Galois group of a finite field extension is cyclic of order n.

Intermediate fields correspond to divisors of the extension degree.

Galois correspondence is established for finite field extensions.

Abstract

This note presents Galois theory for finite fields. It was written as a handout for the MAT401 course ``Polynomial equations and fields'' taught at the University of Toronto in Spring 2026. We use without proofs some basic properties of finite fields and of finite field extensions which we already covered in class.

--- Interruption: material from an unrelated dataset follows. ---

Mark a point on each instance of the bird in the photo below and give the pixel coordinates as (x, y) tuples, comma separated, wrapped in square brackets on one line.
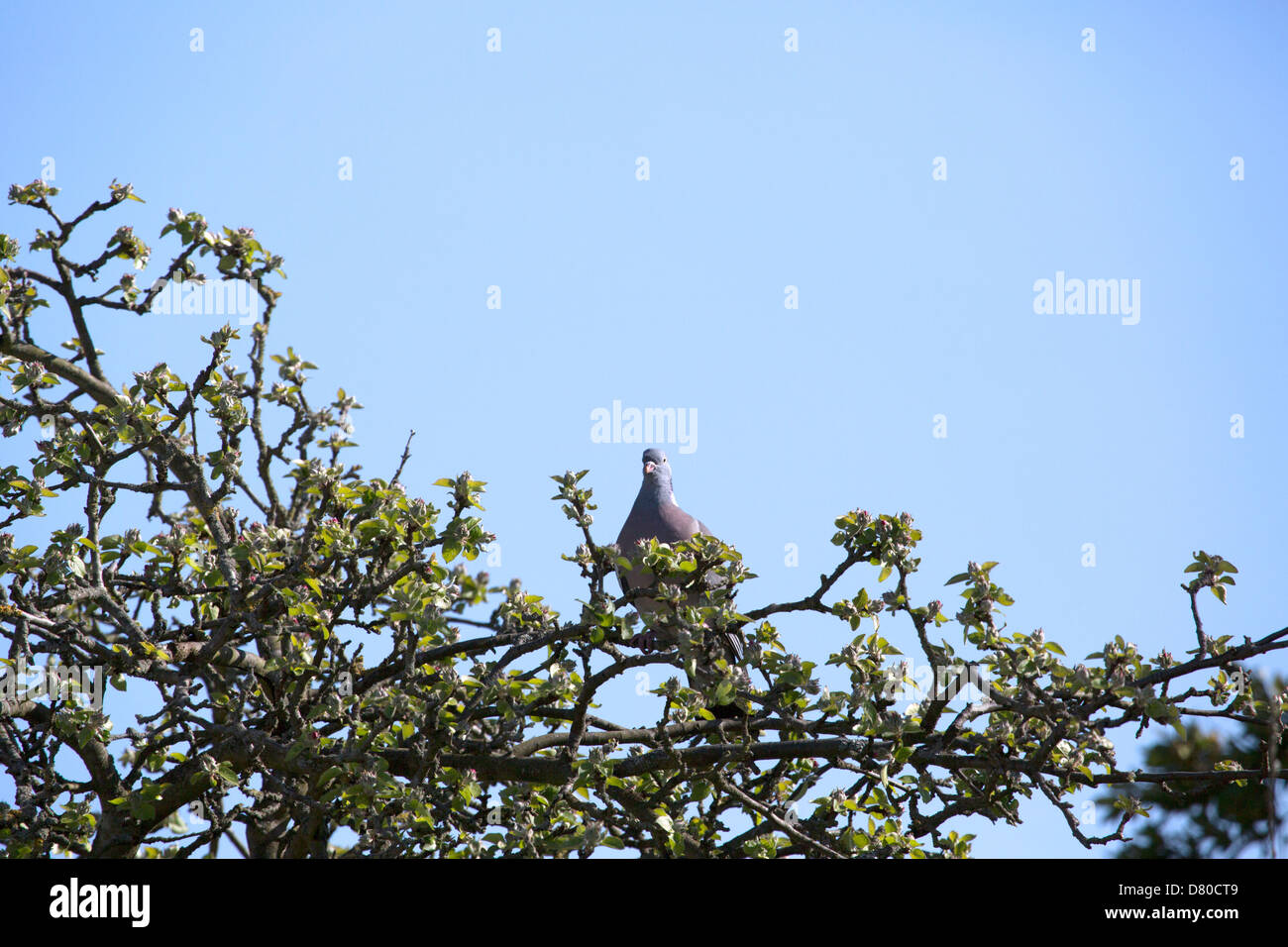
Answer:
[(656, 515)]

Firstly, we describe an extension $K\subset F$ of a finite field $K$ of a given degree $n$. We show that the set of all intermediate fields for this extension is in one-to-one correspondence with the set of all divisors $k$ of the degree $n$. Then we describe the Galois group of this extension which is the cyclic group of order $n$. The set of subgroups of this group also is in one-to-one correspondence with the set of all divisors $k$ of the degree $n$. It allows us to prove the Galois correspondence for that extension. In the last section, we state basic theorems of Galois theory for arbitrary fields which will be proven later in the course.